Description of problem:
No data in grafana dashboard.
Version-Release number of selected component (if applicable):
- Promethues installation done completely
- All pods are running
- Prometheus targets are available
<snip sample output>
- All pods are running no pod restart.
[root@master-0 ~]# oc get pods
NAME READY STATUS RESTARTS AGE
alertmanager-main-0 3/3 Running 13 10d
alertmanager-main-1 3/3 Running 0 6d
alertmanager-main-2 3/3 Running 0 6d
cluster-monitoring-operator-6f5fbd6f8b-qxg5c 1/1 Running 6 10d
grafana-857fc848bf-lljwm 2/2 Running 7 10d
kube-state-metrics-75c4d6dc-ffs7j 3/3 Running 8 10d
node-exporter-896gs 2/2 Running 0 18h
node-exporter-jd8rx 2/2 Running 4 10d
node-exporter-qxfhr 2/2 Running 2 10d
node-exporter-t92fz 2/2 Running 0 1d
node-exporter-xmqf2 0/2 Completed 0 10d
node-exporter-zbqlv 2/2 Running 3 10d
prometheus-k8s-0 4/4 Running 1 6d
prometheus-k8s-1 0/4 Unknown 1 10d
prometheus-operator-7855c8646b-659w6 0/1 Unknown 0 10d
prometheus-operator-7855c8646b-dxhnz 1/1 Running 5 6d
Steps to Reproduce:
I tried to reproduce this but I can't. I spin up a v3.11 openshift cluster and I can access Grafana dashboard and see all the data.

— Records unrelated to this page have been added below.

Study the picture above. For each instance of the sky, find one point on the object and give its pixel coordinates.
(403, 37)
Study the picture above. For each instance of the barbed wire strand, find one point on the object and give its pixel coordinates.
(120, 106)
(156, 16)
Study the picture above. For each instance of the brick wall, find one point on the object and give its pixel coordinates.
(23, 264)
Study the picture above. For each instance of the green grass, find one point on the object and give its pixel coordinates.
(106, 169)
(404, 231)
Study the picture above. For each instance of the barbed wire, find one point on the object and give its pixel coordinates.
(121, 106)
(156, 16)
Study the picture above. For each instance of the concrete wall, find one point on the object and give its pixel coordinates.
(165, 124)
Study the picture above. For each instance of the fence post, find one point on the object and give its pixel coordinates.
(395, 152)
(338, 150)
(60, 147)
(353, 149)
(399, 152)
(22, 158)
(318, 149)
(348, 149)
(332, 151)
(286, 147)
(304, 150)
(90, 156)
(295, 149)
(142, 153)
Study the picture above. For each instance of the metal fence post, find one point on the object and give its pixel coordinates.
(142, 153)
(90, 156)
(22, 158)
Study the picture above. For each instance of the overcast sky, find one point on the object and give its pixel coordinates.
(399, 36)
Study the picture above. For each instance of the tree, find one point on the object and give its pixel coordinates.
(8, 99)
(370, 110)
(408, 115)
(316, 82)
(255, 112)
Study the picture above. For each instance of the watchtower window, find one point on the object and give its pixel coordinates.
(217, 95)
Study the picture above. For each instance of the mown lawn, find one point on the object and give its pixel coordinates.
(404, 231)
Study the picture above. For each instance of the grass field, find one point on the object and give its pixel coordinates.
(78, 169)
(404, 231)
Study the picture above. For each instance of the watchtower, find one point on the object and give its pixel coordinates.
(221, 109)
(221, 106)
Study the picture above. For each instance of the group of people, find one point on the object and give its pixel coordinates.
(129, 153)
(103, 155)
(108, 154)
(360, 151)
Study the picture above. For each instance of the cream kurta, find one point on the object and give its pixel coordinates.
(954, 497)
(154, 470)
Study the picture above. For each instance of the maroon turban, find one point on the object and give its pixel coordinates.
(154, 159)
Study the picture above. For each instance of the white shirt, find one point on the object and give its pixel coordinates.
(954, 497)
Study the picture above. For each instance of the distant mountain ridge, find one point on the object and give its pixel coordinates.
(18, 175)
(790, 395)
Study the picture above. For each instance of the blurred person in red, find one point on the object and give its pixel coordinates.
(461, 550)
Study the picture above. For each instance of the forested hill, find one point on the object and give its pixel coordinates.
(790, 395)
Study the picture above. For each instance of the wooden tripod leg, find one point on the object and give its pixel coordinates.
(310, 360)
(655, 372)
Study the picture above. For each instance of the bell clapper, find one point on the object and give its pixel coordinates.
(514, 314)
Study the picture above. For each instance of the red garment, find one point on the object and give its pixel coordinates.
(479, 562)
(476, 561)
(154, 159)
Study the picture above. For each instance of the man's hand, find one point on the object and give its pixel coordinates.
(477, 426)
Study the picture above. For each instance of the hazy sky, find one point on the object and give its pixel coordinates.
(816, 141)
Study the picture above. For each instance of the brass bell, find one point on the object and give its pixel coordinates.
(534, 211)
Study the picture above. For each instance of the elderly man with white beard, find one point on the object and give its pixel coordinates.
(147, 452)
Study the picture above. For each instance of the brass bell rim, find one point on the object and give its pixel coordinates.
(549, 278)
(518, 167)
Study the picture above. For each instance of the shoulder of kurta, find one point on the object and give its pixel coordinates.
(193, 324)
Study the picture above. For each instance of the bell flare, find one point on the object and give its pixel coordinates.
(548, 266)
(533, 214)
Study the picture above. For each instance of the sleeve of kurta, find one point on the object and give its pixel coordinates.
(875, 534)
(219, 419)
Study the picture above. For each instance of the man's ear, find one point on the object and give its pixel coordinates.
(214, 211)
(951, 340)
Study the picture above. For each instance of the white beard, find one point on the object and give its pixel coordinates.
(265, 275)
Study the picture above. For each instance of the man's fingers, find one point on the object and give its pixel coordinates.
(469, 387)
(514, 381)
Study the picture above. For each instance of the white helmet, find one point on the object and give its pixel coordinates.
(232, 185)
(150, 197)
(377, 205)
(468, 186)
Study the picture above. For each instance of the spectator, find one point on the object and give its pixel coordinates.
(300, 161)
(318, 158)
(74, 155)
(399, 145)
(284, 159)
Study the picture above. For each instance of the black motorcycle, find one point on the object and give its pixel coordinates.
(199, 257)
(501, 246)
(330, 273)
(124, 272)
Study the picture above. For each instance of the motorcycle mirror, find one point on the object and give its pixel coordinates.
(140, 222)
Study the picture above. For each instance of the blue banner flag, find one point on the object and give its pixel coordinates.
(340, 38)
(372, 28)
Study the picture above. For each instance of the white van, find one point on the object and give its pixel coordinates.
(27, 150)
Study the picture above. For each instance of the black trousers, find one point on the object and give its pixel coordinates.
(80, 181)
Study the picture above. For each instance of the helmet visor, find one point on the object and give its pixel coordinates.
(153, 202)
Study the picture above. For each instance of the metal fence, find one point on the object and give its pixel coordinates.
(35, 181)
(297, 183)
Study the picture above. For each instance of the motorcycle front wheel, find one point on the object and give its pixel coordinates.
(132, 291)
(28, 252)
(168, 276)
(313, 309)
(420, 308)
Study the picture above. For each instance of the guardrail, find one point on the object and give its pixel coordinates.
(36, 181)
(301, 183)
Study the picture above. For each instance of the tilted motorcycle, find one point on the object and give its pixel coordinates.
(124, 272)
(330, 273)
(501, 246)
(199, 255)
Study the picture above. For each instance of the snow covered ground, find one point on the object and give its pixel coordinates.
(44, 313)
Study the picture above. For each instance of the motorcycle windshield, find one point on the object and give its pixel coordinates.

Can you provide additional information. Cluster events, logs from grafana container would be useful. How long was the cluster up and running? Anything else failing besides grafana?
Also I noticed it says "- All pods are running no pod restart." But in the output of the ` oc get pods` command it seems like multiple pods were restarted. Can you clarify that. Thanks!
Another question, it says "- Promethues installation done completely ", does this mean the installation was done manually?
Thanks for the access to the logs. While having a look at the grafana logs, we noticed that grafana itself seems to be having problems with a locked database table. We suggest to delete the grafana pod and see if this problem occurs again. (There are many upstream issues open about this on grafana itself . If data in grafana is still not visible after the pod is deleted and restarted, can you provide the logs and events again. Thank you.
FYI: We could not reproduce this on a new cluster.
The pod has been deleted and still the issue persists.
Infact the logs provided are after restarting the pod again.
Can you double check you can see the data in both the Alertmanager and Prometheus dashboards and the only place you are not seeing it is in Grafana? That should help us pin-down the problem better.
Also we noticed a lot of "unauthorised access" errors in the grafana proxy logs, were these just failed login attempts? I believe you haven't provided the events and other information we asked above, that would make it easier to debug.
Can you make sure that Grafana can reach prometheus, exec into the grafana container and try to reach https://prometheus-k8s.openshift-monitoring.svc:9091, ping binary seems like it's not available, but curl should work.
The other thing we can try is to increase the logs verbosity if the above works.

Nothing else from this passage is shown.